Secondary Outcome Measures

Name	Time	Method
Progression free survival -2	The time from the start of first-line treatment to the maintenance of PD treatment or death, whichever occurs first. Assessed up to 24 months.	The time from the start of first-line treatment to the maintenance of PD treatment or death, whichever occurs first. To investigate antitumor efficacy of study.
Objective response rate	From initial medication to the date of first documented progression or end of medication, whichever came first.

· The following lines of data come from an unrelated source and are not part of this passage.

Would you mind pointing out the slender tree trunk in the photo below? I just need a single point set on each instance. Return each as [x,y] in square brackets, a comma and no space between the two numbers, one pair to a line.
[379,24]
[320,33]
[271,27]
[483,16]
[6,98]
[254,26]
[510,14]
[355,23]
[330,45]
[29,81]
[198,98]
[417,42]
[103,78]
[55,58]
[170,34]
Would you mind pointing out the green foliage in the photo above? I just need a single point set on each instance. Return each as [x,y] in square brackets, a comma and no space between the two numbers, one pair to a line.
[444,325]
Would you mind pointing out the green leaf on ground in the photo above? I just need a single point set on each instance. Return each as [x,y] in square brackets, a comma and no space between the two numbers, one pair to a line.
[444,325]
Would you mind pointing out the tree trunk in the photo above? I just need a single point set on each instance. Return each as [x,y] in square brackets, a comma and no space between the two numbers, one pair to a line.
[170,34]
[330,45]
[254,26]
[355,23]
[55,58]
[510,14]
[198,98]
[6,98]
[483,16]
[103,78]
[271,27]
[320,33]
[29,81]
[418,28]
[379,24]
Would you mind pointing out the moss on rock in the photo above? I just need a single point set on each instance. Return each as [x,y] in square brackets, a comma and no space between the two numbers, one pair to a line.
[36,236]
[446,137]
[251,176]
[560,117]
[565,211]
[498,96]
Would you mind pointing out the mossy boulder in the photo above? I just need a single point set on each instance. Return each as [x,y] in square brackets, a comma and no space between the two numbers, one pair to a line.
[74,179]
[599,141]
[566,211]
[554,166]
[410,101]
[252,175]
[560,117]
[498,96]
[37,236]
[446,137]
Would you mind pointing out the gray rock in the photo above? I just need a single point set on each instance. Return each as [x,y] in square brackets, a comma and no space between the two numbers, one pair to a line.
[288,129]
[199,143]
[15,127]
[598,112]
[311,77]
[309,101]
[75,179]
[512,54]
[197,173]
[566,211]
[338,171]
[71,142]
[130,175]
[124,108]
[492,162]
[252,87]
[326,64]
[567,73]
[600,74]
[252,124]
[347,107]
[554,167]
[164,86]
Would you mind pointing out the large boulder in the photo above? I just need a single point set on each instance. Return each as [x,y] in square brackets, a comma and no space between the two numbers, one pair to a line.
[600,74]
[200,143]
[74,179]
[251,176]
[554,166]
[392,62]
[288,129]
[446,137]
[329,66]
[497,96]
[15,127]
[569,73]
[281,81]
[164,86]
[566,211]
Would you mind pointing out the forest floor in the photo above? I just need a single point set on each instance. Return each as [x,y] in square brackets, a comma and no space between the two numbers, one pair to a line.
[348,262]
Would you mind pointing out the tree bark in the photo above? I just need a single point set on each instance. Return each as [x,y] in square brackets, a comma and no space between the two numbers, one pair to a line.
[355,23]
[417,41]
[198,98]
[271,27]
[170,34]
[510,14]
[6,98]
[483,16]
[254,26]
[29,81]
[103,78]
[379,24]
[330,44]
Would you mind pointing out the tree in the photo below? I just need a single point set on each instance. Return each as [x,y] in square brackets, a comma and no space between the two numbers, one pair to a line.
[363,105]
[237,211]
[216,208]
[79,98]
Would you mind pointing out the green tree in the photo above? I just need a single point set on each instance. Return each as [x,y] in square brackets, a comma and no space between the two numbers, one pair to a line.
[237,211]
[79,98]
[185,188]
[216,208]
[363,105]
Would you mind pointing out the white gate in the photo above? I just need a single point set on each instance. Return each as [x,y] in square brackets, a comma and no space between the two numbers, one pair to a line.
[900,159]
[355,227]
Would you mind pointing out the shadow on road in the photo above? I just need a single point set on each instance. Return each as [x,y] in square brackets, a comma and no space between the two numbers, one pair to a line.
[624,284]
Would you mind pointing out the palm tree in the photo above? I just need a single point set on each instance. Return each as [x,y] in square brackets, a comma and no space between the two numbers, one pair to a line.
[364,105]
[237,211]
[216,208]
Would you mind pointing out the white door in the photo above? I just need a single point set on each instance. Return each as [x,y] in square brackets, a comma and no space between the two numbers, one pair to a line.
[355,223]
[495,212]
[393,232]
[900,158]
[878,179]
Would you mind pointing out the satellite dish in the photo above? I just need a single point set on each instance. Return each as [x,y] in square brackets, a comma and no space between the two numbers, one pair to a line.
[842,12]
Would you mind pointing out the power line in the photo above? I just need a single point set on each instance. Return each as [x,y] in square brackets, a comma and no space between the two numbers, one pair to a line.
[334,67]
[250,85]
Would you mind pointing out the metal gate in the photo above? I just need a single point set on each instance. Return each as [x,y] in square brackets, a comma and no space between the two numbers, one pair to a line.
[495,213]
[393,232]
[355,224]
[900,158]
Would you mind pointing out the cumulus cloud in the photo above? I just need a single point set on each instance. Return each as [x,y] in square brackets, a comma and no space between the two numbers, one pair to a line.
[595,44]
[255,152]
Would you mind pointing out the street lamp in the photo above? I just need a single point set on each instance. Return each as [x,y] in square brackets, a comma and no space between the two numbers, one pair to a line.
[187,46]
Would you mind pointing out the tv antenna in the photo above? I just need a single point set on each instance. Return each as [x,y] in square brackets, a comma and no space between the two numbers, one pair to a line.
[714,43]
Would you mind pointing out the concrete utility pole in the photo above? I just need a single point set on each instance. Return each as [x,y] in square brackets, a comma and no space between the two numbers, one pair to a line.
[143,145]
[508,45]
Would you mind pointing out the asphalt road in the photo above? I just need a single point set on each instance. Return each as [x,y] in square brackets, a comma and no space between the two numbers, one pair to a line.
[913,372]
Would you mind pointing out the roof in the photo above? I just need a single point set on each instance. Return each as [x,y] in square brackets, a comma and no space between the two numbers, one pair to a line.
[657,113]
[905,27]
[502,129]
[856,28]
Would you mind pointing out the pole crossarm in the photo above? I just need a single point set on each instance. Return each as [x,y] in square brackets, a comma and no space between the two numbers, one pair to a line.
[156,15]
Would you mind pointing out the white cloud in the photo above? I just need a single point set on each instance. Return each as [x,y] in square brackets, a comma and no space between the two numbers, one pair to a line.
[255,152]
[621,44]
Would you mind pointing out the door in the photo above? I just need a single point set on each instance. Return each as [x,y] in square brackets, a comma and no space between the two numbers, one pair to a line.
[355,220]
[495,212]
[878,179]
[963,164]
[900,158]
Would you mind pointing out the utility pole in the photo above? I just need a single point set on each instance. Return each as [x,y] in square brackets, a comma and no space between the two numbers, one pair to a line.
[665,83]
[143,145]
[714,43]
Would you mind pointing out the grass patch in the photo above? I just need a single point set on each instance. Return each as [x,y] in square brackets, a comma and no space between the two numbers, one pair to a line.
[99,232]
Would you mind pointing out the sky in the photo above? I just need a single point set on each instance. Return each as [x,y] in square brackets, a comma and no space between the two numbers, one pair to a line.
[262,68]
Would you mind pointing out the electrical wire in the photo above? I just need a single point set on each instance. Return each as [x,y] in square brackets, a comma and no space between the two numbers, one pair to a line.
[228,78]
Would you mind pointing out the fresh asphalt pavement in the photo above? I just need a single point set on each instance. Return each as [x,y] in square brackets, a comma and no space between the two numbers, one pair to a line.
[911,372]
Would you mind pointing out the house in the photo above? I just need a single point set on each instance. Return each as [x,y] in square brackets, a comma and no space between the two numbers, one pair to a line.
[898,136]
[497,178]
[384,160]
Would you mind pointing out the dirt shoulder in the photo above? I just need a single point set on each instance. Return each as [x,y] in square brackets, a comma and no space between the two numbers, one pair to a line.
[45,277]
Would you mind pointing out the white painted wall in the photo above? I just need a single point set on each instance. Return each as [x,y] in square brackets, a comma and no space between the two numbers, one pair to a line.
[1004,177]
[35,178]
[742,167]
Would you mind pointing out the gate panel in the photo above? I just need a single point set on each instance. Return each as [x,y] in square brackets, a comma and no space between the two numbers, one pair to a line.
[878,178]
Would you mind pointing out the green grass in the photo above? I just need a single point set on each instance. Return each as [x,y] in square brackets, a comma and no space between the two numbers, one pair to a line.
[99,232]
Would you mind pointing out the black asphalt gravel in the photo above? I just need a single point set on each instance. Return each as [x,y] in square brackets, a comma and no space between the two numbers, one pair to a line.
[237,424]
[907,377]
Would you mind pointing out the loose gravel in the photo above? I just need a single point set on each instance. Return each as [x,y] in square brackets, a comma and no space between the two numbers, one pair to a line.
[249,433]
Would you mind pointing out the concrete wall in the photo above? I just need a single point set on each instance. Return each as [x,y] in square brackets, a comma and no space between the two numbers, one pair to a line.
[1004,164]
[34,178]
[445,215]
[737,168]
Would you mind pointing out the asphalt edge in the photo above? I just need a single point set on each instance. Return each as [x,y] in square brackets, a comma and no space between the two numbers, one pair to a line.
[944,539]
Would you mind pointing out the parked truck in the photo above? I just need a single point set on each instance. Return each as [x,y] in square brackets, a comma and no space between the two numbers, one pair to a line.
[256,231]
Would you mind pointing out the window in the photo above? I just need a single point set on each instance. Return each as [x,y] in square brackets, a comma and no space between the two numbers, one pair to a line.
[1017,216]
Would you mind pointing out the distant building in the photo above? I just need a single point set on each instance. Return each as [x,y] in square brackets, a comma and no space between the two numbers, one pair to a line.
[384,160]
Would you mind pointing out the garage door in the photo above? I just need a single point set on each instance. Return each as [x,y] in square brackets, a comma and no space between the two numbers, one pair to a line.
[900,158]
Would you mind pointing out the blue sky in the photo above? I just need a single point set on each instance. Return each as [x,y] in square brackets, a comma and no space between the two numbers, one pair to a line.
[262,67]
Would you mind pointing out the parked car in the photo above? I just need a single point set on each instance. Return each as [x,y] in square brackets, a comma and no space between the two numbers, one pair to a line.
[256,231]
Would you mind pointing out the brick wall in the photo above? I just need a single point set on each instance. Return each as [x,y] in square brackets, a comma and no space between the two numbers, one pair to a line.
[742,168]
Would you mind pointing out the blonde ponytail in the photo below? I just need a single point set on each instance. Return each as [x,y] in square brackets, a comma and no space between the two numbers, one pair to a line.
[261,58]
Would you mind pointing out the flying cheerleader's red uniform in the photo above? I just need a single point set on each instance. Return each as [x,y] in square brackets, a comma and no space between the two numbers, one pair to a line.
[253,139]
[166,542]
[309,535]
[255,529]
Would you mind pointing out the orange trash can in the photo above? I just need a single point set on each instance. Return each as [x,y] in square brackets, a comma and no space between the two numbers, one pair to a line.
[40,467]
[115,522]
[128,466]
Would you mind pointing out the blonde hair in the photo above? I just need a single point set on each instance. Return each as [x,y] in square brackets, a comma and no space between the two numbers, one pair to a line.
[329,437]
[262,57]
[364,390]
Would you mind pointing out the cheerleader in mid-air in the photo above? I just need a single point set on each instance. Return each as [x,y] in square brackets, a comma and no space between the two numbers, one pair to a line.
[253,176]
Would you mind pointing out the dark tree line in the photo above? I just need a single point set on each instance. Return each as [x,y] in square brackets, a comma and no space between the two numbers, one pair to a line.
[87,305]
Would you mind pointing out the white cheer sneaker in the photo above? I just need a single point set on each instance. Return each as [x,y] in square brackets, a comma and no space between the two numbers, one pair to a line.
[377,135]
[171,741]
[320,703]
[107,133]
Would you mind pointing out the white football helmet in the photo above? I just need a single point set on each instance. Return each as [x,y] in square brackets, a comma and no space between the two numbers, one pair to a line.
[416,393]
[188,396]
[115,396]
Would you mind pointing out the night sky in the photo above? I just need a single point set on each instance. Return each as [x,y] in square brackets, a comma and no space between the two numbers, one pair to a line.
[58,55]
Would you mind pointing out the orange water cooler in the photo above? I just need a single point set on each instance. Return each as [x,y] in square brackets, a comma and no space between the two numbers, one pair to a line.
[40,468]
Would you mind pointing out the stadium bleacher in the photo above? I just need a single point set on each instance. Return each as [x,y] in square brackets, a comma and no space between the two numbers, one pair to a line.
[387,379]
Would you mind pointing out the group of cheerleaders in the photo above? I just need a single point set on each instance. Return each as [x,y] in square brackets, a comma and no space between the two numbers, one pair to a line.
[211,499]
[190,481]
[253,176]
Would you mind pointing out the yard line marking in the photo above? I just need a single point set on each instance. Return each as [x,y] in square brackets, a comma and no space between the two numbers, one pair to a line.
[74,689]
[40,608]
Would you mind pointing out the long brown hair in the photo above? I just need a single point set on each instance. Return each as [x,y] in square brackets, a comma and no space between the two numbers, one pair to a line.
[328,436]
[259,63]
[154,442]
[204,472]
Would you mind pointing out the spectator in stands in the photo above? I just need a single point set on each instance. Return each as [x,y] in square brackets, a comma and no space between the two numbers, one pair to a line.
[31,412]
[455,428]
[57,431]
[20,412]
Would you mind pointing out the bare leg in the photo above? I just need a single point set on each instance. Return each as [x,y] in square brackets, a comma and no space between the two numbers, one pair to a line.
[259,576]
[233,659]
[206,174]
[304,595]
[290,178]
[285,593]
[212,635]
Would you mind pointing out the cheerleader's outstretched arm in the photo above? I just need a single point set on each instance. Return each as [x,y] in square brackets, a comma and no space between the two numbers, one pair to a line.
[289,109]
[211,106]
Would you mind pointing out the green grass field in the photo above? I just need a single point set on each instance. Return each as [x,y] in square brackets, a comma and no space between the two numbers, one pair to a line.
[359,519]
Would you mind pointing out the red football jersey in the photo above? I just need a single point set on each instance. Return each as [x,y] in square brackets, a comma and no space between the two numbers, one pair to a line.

Assessed up to 18 months	To investigate antitumor efficacy of study.
Disease control rate	From initial medication to the date of first documented progression or end of medication , assessed up to 18 months.	To investigate the preliminary antitumor efficacy of study.
Overall survival	From initial medication to the date of death from any cause, Assessed up to 30 months.	To investigate antitumor efficacy of study.
Incidence of adverse events and severity of adverse events as assessed by CTCAE 5.0	Assessed up to 6 months.	To assess the incidence and severity of adverse events in combination regimens.